Most people still don’t use AI much. Gabriel Weinberg pulled together Microsoft telemetry, Gallup, and Datos data showing roughly a third of Americans use AI regularly, a third occasionally, and a third never — including in Gen Z, where adoption has largely flatlined. HN commenters split between “Claude is genuinely amazing for coding” and accounts of companies replacing deterministic support systems with LLM versions that are “slower and worse.” The KPMG story would seem to be exhibit A for the latter.

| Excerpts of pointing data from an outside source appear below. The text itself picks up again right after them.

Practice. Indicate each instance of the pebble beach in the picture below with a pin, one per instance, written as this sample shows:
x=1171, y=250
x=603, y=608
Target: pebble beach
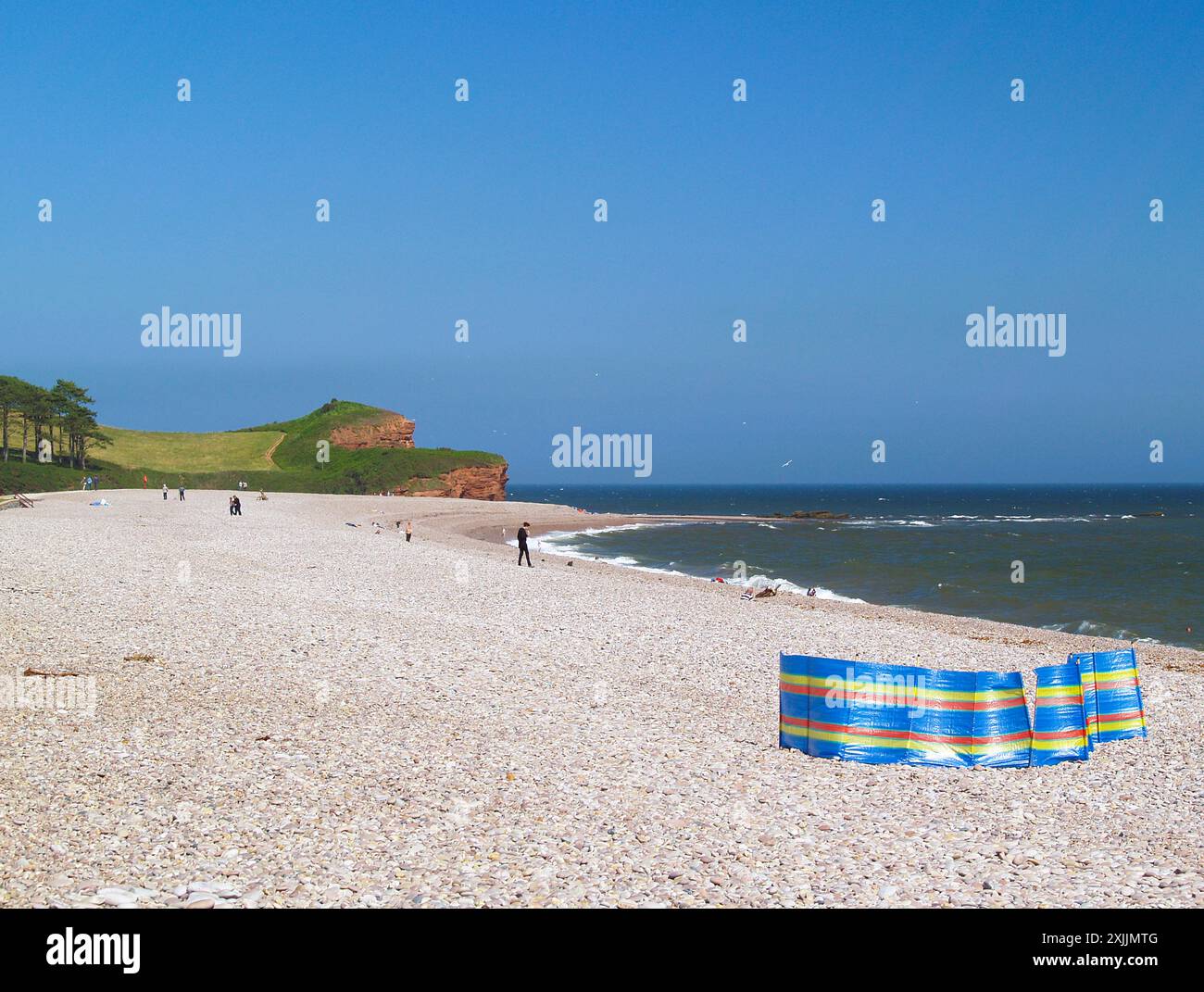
x=293, y=711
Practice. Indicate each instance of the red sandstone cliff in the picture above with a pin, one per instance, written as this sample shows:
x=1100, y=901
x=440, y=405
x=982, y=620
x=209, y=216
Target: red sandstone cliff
x=393, y=431
x=484, y=482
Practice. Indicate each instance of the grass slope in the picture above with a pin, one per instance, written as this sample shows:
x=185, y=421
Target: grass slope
x=245, y=450
x=223, y=460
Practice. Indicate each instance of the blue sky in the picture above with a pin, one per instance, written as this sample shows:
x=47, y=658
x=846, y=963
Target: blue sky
x=718, y=211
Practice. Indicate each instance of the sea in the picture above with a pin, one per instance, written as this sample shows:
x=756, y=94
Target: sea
x=1119, y=561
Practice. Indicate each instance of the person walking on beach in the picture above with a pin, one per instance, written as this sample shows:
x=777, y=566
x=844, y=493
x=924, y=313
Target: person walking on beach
x=522, y=548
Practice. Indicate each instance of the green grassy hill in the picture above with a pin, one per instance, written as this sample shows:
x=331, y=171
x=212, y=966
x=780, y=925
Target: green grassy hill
x=233, y=450
x=278, y=458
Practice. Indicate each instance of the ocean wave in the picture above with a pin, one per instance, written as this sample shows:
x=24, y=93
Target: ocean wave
x=1094, y=629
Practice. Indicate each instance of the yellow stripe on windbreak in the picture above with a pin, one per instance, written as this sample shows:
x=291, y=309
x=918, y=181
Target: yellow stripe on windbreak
x=920, y=746
x=1122, y=725
x=1059, y=690
x=910, y=691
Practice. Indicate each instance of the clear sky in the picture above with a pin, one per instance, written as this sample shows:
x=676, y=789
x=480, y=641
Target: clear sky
x=718, y=211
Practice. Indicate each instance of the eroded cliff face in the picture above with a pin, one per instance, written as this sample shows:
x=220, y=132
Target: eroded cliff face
x=395, y=431
x=484, y=482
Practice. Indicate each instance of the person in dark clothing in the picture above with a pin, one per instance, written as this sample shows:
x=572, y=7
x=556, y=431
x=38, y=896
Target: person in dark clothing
x=522, y=548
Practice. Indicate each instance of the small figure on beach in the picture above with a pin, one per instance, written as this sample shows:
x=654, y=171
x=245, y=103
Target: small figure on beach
x=522, y=548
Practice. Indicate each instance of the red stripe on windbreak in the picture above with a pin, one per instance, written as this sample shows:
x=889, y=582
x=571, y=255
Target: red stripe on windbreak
x=902, y=699
x=1058, y=735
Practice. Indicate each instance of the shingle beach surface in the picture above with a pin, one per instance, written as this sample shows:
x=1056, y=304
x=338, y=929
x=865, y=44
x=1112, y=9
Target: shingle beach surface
x=294, y=711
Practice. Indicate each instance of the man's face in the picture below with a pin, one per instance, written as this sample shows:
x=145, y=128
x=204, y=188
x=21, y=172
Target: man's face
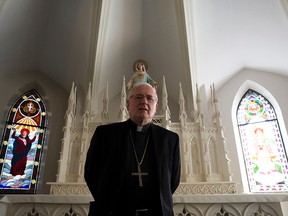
x=142, y=104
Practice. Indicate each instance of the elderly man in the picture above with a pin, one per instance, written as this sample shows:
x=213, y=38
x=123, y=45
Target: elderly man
x=133, y=167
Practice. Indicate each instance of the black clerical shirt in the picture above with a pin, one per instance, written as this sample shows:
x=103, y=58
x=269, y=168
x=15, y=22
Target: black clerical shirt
x=134, y=195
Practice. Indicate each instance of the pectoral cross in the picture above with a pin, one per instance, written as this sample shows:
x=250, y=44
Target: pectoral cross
x=139, y=174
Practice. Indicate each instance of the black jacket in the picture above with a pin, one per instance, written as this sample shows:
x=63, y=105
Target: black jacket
x=107, y=158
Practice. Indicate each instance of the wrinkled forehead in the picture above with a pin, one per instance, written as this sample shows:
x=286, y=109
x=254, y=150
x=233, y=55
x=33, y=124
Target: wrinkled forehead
x=144, y=88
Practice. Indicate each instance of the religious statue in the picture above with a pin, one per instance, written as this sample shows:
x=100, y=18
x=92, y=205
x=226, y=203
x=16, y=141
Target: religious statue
x=140, y=75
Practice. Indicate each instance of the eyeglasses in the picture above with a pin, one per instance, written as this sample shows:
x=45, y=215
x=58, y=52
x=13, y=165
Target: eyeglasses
x=140, y=97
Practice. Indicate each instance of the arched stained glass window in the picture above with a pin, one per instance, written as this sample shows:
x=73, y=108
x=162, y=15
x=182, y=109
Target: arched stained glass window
x=22, y=144
x=262, y=144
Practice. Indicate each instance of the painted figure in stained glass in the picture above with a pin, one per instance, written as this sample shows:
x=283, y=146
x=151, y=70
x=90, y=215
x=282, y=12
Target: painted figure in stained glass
x=266, y=168
x=21, y=147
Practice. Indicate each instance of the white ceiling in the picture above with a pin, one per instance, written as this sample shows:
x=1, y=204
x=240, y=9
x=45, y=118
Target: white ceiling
x=56, y=38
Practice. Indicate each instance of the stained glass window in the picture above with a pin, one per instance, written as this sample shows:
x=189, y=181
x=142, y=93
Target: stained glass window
x=263, y=148
x=22, y=144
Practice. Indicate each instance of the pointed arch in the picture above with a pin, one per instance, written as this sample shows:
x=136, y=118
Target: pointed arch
x=22, y=144
x=260, y=140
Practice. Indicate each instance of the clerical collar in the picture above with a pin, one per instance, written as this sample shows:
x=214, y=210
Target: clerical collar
x=138, y=128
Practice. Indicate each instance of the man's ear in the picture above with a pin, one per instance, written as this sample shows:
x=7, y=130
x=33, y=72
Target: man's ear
x=127, y=105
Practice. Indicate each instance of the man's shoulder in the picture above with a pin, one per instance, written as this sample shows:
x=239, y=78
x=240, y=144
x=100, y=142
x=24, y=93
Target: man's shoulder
x=113, y=125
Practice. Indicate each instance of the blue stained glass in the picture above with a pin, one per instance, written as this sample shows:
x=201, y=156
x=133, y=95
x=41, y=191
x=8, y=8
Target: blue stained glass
x=22, y=144
x=264, y=153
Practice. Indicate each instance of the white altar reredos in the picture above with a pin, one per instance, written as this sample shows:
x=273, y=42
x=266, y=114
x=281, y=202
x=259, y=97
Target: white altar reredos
x=206, y=181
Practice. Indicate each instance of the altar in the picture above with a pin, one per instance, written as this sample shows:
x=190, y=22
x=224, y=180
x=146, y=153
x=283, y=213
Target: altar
x=196, y=205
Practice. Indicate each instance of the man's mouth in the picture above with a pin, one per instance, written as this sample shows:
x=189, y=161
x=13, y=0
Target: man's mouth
x=143, y=109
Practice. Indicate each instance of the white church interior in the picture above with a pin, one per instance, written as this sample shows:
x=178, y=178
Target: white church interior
x=222, y=73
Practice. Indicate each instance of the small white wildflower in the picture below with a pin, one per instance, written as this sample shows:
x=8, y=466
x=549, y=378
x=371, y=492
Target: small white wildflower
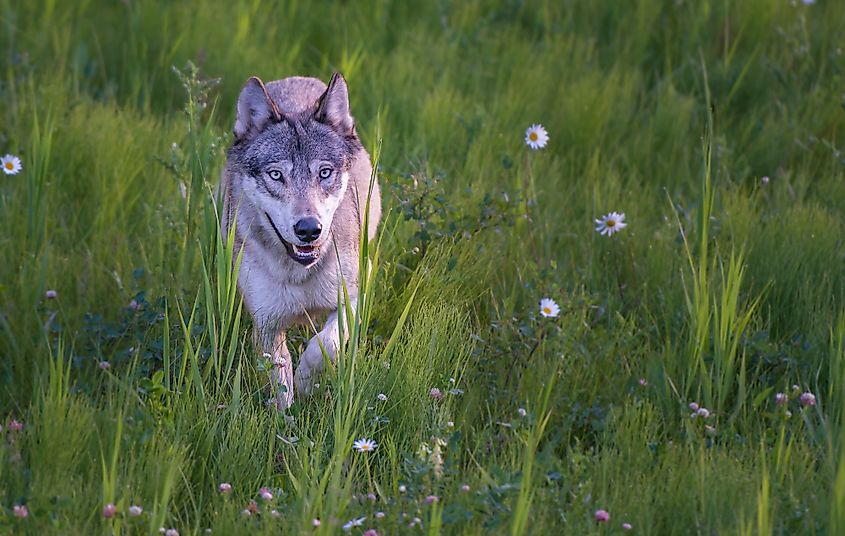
x=11, y=164
x=536, y=136
x=611, y=223
x=549, y=308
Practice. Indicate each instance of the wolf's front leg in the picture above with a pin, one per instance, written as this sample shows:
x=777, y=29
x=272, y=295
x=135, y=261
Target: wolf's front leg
x=311, y=361
x=281, y=375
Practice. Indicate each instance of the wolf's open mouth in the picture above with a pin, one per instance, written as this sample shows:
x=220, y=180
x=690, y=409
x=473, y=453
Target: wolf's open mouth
x=304, y=255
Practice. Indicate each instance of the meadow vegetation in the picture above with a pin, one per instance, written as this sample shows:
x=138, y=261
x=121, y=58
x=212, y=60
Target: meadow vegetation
x=127, y=371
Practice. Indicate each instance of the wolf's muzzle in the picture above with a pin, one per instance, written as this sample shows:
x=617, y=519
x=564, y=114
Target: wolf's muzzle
x=305, y=255
x=308, y=229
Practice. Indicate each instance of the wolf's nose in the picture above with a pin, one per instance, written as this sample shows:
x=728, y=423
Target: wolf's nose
x=308, y=229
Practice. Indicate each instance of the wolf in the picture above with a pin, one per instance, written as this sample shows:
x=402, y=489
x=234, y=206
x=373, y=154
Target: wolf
x=294, y=188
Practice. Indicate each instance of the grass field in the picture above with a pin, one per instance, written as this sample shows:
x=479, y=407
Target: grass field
x=127, y=372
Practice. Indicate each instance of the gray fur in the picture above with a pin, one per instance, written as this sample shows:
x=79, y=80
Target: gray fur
x=271, y=181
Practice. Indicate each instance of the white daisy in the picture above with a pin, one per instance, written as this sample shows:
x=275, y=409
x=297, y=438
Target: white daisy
x=364, y=445
x=611, y=223
x=549, y=308
x=11, y=164
x=536, y=136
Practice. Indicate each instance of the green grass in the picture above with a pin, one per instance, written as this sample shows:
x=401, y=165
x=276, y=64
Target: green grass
x=723, y=290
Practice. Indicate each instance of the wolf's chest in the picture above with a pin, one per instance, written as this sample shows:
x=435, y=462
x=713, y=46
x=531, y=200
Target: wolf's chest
x=275, y=291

Don’t trust the context window number on the box. Garrit Olthoff argues that effective LLM performance falls off a cliff past ~100k tokens regardless of the advertised window, and that auto-compaction makes it worse because compaction runs on the already-degraded model. The HN counterargument was mostly Opus users saying they push 500k–800k tokens without issue, though one commenter noted the post cites actual studies while the rebuttals are anecdotes. Practical takeaways from the thread: treat context as a budget, isolate tool calls in sub-agents, and write short PRDs the model can rehydrate from.

A prompt-injection booby trap goes off. jqwik author Johannes Link embedded a hidden instruction in his tool’s output telling coding agents to delete jqwik tests and code, after repeatedly stating AI use of the project was prohibited. It worked, and his issue tracker filled with developers complaining about lost work — several apparently without version control. HN was divided on whether this is a clever demonstration of injection risk or a straightforward CFAA violation; the README defense is doing a lot of legal work.

IPO season warms up. TechCrunch’s Equity podcast notes that with SpaceX’s IPO behind us and OpenAI and Anthropic both confidentially filed, the FAANG acronym is being quietly retired in favor of “MANGOS” — Meta, Anthropic, NVIDIA, Google, OpenAI, SpaceX. Knock-on effects include startups raising on orbital data center pitches that SpaceX made plausible. Separately, OpenAI announced a formal Partner Network, though the details remain thin.

That’s the briefing. If yesterday was about who pulled the trigger on Fable, today is about who’s behind the curtain on everything else — the model, the report, the benchmark. More tomorrow.